Pas encore quarantenaire, Louis Garrel, côté réalisateur, est à la tête d’une filmographie amorcée par trois courts-métrages composés entre 2008 et 2011 et poursuivie par désormais quatre longs-métrages réalisés depuis 2015. Le dernier en date est L’innocent qui, contrairement à ses prédécesseurs restés somme toute assez marginaux et moyennement appréciés, semble accompagné par un certain enthousiasme de la critique. Dès lors, l’an 2022 marquerait-il la révélation d’un nouveau cinéaste ?
Quand Abel apprend que sa mère Sylvie, la soixantaine, est sur le point de se marier avec un homme en prison, il panique. Épaulé par Clémence, sa meilleure amie, il va tout faire pour essayer de la protéger. Mais la rencontre avec Michel, son nouveau beau-père, pourrait bien offrir à Abel de nouvelles perspectives…
L’innocent démarre sur des notes musicales des plus populaires. Le générique de début est en effet habillé musicalement par une chanson à succès de Herbert Léonard. Pour cette réalisation, Louis Garrel réitérera ce choix à plusieurs reprises et de façon très métronomique, jetant du même coup un soupçon sur la caractère « calculé » de ce procédé. La bande-son du métrage est ainsi émaillée de tubes musicaux tous empruntés aux années 80 (Herbert Léonard, Catherine Lara, Gérard Blanc, etc.). Pourtant, l’action du film est contemporaine et donc étrangère aux années Mitterrand. Sans autre forme d’interrogation, ce choix surprenant plaira au plus grand nombre. C’est là, très probablement, l’objectif visé. L’innocent combat dans la catégorie pléthorique des films français populaires. Il l’est dès ses premiers instants et le restera jusqu’à son générique de fin qui répond aux mêmes attendus que le générique liminaire.
Ces chansons à succès des années 80 présentent l’avantage de venir dynamiser une mise en scène certes maîtrisée notamment dans son mélange des genres cinématographiques visités (comédie, romance, polar, film de casse) mais très convenue en l’absence de toute prise de risque.

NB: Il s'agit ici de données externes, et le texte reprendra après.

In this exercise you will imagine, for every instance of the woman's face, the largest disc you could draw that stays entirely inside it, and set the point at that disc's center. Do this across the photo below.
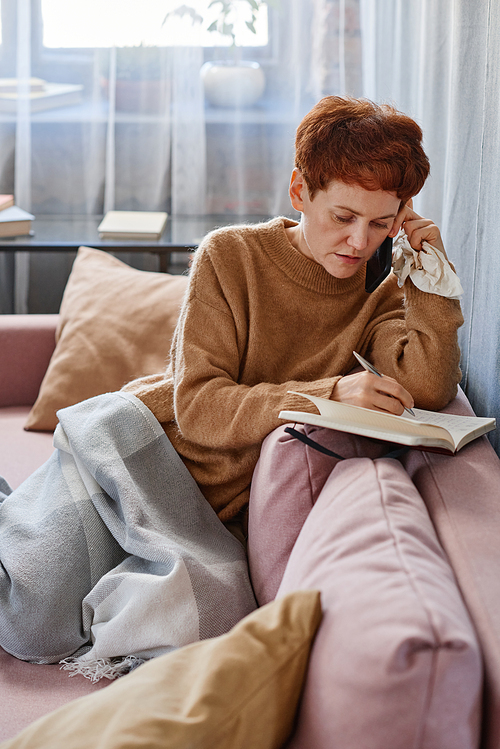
(342, 226)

En cela, L’innocent est parfaitement raccord avec les « normes » du cinéma actuel. Les spectateurs les plus avertis pourront, à juste titre, critiquer l’usage d’écrans divisés et de mouvements circulaires de la caméra rarement appropriés et dont il est donc illusoire de chercher une quelconque signification. A cette mise en scène alourdie donc de quelques afféteries se joignent des dialogues sans éclats. Ils sont symptomatiques d’un scénario crédible (si on fait abstraction du rôle dévolu à Noémie Merlant) mais insuffisamment travaillé dans les interactions entre les protagonistes. On aurait aimé constater de la part des coscénaristes, Garrel et Tanguy Viel, une plus grande profondeur des personnages mis en scène.
En somme, une réalisation anonyme car Louis Garrel, comme dans ses trois autres longs-métrages réalisés, se met en scène dans le rôle-titre. On ne peut être devant la caméra (très souvent) sans délaisser l’autre côté de la caméra, celui, plus technique, de la mise en scène et de la réalisation. L’innocent ne révèle donc malheureusement pas un nouveau réalisateur et encore moins un cinéaste dans lequel on aurait détecté quelques singularités de narration et/ou de mise en scène. Dès lors, l’apport de Garrel est peut-être à rechercher au niveau de la direction d’acteurs. Non, rien non plus n’est notable sur ces aspects. Au contraire, L’innocent comporte quelques passages un peu forcés en matière d’interprétation notamment chez Merlant. La leçon de direction d’acteurs serait plutôt donnée par Roschdy Zem en cours de métrage lors d’une séance de répétition d’une pièce de théâtre. La vraie belle idée dans le choix du casting réside en la personne d’Anouk Grinberg. L’actrice semble ici s’offrir une renaissance tant attendue et espérée.
A défaut donc de révéler un nouvel auteur, L’innocent constitue une proposition cinématographique agréable animée d’une certaine imprévisibilité et d’un bon dynamisme malgré une mise en place trainant un peu en longueur.